Since KJoF Truckshop published the aforementioned post, it has travelled far. At the time of publication, it has been shared 400 times.
As 28-year-old shop owner Marco Kjærsgaard explained in the post, the driver who he sent back that morning was very disappointed, but admitted “I really respect your decision to help Danish truckers”.
In Kjærsgaard’s opinion, the rules of working with his company are clear: KJoF Truckshop only does business with suppliers who can guarantee loads are transported by a Danish haulage company in Denmark-registered lorries driven by Danish drivers.
Therefore, when a truck with a foreign registration plate and a foreign driver parked in front of the KJoF warehouse on Monday morning, Kjærgaard insisted that the driver had to take the goods back to the Netherlands, where they originated. He also maintained that the supplier had to pay the extra cost of the return as the transportation was not carried out according to their contract.
In an interview with Lastbil Magasinet, Kjærgaard sought to defend himself by saying that if costs 1200 kroner to get a pallet from the Netherlands to Denmark on a Danish truck with a Danish driver, and at the same time it only costs 400 kroner if it is delivered by an Eastern European HGV with a foreign driver, and the fuel and fleet costs are pretty much the same in Europe, the difference must be the driver’s salary.

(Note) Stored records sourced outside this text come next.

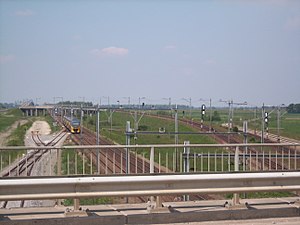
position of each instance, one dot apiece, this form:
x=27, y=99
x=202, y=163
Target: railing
x=119, y=159
x=147, y=185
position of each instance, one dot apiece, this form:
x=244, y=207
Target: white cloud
x=292, y=23
x=26, y=12
x=209, y=62
x=110, y=51
x=6, y=58
x=170, y=47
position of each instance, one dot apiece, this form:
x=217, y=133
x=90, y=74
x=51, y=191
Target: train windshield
x=75, y=123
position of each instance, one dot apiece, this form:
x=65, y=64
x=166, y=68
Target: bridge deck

Therefore, Kjærgaard justifies his strict policy on the basis that he believes transport companies should not exploit Eastern European drivers.
“It is great that there is so much support. I have received private messages from drivers, large Danish hauliers and employees at large forwarding companies who think it is cool that we make demands on our suppliers about Danish hauliers, Danish drivers and Danish cars,” Marco Kjærsgaard told Lastbil Magasinet.
In the comments section underneath Monday’s post, social media users largely praised the shop owner for his policy, with a number also scolding those who did not agree.
On the other hand, some people think the story is disgraceful and that Kjærgaard is openly discriminating against foreign drivers:
“Nice! Really nice! I have lived in Denmark for 23 years, driving for a Danish carrier and getting a Danish salary. I have my own house and pay taxes in Denmark. But I’m not allowed to unload at your place because I have a Dutch passport? It is discrimination,” says one of those commenting under the post.
Others queried what would happen to the economy if every business were to adopt a similar attitude. There were also concerns that the policy could result in added CO2 emissions. Moreover, another comment suggested Kjærgaard was a hypocrite due to the fact his business purchases foreign components:
“There’s something I don’t completely understand…. You only want to use Danish hauliers, Danish drivers, Danish lorries, but you don’t want to buy goods in Denmark because they are expensive… So it’s ok to buy it cheaper abroad.”
Kjærgaard hasn’t answered those questions. What is known, however, is that his truck shop accepts customers’ money from anywhere in the world, as is stated on the company’s website.